We're already three weeks into National Nutrition Month, so now more than ever, we should be looking at our plates to make sure we're taking in all of the necessary nutrients and vitamins and leaving out as many harmful elements as possible.
A great way to get on the track toward a healthy lifestyle is to establish healthy eating habits during childhood. Developing nutritious eating patterns early on is vital for the future health of our youth, but not all Connecticut parents are convinced the school system accomplishes this during lunch time.
North Branford mother and Patch contributor Doreen Currie sends her girls to school with bag lunches to avoid the tempting, sodium and fat-laden options that children are often faced with on a daily basis.
"Not only did I not want them to eat them, but they don’t want to eat them either," said Currie of the hot lunch options. "You can get a hot dog every day. That’s right; you can have a hot dog for school lunch every day from first grade until you graduate."
While National Nutrition Month might make us adults think twice about the full-fat latte and the soaring calorie count of our weekly pizza take-out (how can we resist, East Haven is practically Little Italy!), kids aren't as aware of repercussions of cheesy fries and hot dogs everyday, especially when they're getting them from their blindly trusted school employees.

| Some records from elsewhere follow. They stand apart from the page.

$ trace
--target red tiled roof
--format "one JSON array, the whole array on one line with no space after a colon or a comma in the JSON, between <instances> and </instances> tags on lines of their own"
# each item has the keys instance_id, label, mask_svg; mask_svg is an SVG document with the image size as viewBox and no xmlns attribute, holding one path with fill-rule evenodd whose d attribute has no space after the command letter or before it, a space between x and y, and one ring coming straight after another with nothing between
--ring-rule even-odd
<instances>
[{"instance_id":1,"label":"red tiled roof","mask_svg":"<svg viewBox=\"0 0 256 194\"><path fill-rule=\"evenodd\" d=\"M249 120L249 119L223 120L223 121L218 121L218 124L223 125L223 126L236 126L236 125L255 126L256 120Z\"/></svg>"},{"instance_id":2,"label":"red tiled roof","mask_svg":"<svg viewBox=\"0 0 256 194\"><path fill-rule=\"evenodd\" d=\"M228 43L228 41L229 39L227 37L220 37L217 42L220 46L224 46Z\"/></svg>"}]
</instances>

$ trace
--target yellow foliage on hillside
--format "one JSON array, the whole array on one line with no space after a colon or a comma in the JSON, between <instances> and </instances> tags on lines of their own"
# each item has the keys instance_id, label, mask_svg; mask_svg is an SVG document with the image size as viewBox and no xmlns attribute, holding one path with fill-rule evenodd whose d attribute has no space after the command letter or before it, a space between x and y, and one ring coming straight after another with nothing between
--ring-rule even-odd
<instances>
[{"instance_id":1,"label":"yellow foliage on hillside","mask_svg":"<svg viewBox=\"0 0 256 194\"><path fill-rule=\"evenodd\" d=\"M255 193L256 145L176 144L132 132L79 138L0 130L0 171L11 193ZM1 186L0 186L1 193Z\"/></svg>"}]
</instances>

Information for school lunches on the North Haven Schools’ website presents the value of school lunches, which compares the price of bag lunches at $3.43 to the price of school cafeteria lunches at $2.08. It also states that “students who eat school lunches consume less calories from fat than students who eat lunch from home.” It also states that, “compared to lunches from home, school lunches contain three times as many dairy products, twice as much fruit, and seven times the vegetable amounts.”
However, the March 2012 menu for elementary school students still includes main entrees of chicken nuggets, tacos, hamburgers, breaded cheese sticks, pizza and the ever present french fries.
A balanced diet for kids is more important now than ever as the percentage of obese and overweight individuals in America is skyrocketing.
According to the Connecticut Department of Public Health, the latest Connecticut Youth Risk Behavior Survey from 2009 determined that 10 percent of high school students were clinically obese (a Body Mass Index of 30 or higher). According to the Center for Disease Control, obesity is now second only to smoking as one of the nation’s leading causes of preventable death.
The North Haven Public Schools Dining Services official website states that the district, “has elected to participate in the Connecticut State Healthy Food Certification Program. Therefore, all ala carte snack items at every school district wide meet or exceed Connecticut Nutrition Standards as set by the program.”
The state’s initiative to implement healthy eating standards put Connecticut as the fourth least obese state in the country as of 2010, sharing fourth place with Utah at 22.5 percent of the state obese and beaten by Nevada with 22.4 percent, District of Columbia with 22.2 percent, and Colorado with 21 percent. Last on the list with the highest percentage of obese individuals in the state was Mississippi with 34 percent measuring a BMI of 30 or higher.
While healthy options do exist for students in their school cafeteria, some might wonder why the unhealthy options exist alongside them at all when the country's health has so rapidly deteriorated.